Campaigners calling on the charity to reverse its decision to evict tenants

• NO one can doubt the need for vastly more homes in London, but I also note that educational charity Dame Alice Owen’s Foundation has cast some of its tenants adrift, claiming the need to empty flats so that an extra storey and more homes can be built in Friend Street and St John Street, (Clerkenwell renters take their protest to their landlords, September 21).

There is a lot of reported outrage about the charity, much of it justified. Yes, this is a situation where the charity is acting legally, if rather unhelpfully, but it does nothing to reassure tenants of St Mary’s Path estate, where Islington and Shoreditch Housing Association wants to do exactly the same thing – raise the height of buildings to provide more homes, necessitating the emptying of some flats.
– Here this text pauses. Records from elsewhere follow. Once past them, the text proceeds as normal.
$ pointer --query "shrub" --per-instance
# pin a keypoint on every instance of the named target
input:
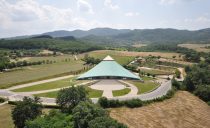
(2, 100)
(208, 103)
(25, 110)
(103, 101)
(105, 122)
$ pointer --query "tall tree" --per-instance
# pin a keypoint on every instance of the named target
(25, 110)
(68, 98)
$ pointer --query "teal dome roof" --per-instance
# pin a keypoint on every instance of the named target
(108, 68)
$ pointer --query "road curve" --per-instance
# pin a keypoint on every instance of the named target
(160, 91)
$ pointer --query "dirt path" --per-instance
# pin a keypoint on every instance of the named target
(184, 110)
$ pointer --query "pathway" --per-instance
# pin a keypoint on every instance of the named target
(160, 91)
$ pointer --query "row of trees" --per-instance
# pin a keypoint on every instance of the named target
(90, 60)
(76, 111)
(197, 81)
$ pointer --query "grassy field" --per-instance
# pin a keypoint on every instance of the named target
(145, 86)
(91, 93)
(5, 116)
(103, 53)
(50, 85)
(60, 58)
(33, 73)
(114, 54)
(184, 110)
(121, 92)
(156, 71)
(196, 47)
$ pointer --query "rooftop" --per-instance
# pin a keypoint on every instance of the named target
(108, 68)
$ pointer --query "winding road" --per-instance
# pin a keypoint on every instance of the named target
(160, 91)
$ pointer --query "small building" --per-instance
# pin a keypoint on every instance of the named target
(108, 68)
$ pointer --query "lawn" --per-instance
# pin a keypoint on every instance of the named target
(91, 93)
(145, 86)
(145, 78)
(121, 59)
(6, 117)
(38, 72)
(134, 54)
(49, 85)
(196, 47)
(156, 71)
(121, 92)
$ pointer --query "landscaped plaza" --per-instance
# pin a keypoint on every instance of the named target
(108, 79)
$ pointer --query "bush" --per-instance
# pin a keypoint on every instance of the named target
(105, 122)
(103, 101)
(2, 100)
(176, 84)
(208, 103)
(26, 110)
(203, 92)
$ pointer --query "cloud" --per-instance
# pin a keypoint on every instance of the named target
(131, 14)
(170, 2)
(108, 3)
(84, 6)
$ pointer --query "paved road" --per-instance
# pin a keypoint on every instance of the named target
(160, 91)
(39, 82)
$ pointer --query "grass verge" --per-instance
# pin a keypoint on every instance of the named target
(145, 86)
(121, 92)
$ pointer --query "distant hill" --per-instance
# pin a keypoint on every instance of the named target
(82, 33)
(127, 36)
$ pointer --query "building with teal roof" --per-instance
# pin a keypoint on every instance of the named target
(108, 68)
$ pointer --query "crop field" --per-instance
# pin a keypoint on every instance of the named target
(60, 58)
(37, 72)
(103, 53)
(114, 54)
(91, 93)
(184, 110)
(145, 86)
(196, 47)
(50, 85)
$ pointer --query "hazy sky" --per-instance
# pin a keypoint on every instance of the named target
(25, 17)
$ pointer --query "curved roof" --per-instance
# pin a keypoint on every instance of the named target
(108, 68)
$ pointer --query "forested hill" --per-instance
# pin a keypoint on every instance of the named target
(68, 44)
(126, 36)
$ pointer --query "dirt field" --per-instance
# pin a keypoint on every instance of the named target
(196, 47)
(127, 53)
(182, 111)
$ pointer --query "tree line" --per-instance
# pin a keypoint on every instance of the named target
(76, 111)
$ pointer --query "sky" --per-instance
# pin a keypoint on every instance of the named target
(26, 17)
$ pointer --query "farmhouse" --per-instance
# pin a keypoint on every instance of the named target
(108, 68)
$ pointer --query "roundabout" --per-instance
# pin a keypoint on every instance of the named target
(107, 79)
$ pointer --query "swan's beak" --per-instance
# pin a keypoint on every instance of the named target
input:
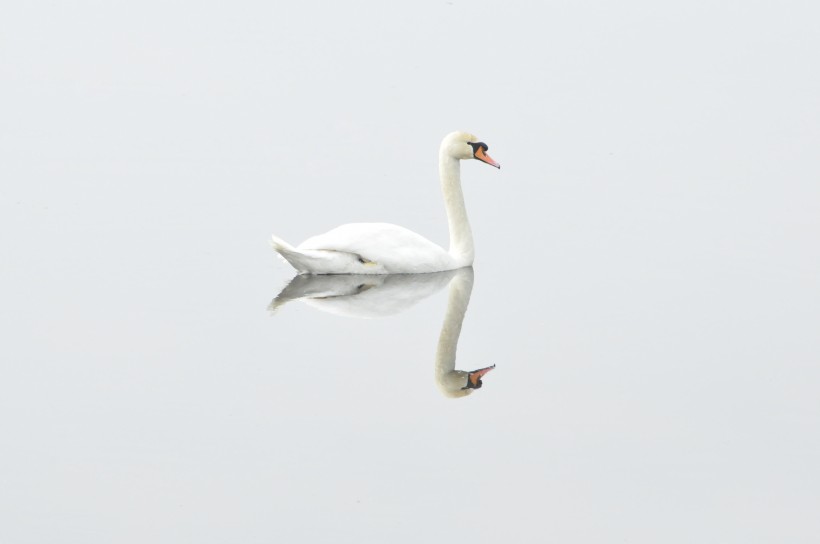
(481, 155)
(474, 378)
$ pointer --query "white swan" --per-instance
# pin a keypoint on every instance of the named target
(382, 248)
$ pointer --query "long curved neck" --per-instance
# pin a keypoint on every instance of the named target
(461, 237)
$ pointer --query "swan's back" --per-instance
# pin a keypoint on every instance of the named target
(394, 249)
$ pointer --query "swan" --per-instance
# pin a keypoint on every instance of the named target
(382, 248)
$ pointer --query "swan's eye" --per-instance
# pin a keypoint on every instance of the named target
(478, 146)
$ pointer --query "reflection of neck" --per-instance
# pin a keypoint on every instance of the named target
(449, 380)
(461, 237)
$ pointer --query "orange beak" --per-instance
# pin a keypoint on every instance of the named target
(481, 155)
(474, 377)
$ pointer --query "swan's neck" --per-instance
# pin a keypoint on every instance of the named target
(461, 237)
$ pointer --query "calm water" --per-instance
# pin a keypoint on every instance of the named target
(645, 281)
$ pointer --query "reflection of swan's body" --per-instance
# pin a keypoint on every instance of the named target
(382, 248)
(379, 296)
(358, 295)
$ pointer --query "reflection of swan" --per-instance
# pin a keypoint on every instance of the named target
(360, 295)
(379, 296)
(451, 382)
(382, 248)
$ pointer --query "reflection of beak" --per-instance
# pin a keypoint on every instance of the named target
(474, 377)
(481, 155)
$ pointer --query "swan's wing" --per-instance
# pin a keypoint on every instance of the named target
(391, 247)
It is now too late to force Dame Alice Owen’s Foundation to do the right thing by its tenants, though the publicity might affect other landlords and make them more considerate.

Islington and Shoreditch Housing Association has not yet applied for planning permission for its proposed work. Islington Council planning committee should not allow itself to be seduced by blanket promises of “more” homes without consideration of the details.

We must, in the first place, expect it to insist that there is no reduction in the number of homes to be let at a social rent, especially to those with previously “assured” tenancies, and that there must be a reasonable number of new homes also let at social rents.

Second, it should not be beyond the wit of the council, with its overwhelming majority supposedly “for the many”, to make the proper treatment of relocated tenants a condition of planning consent.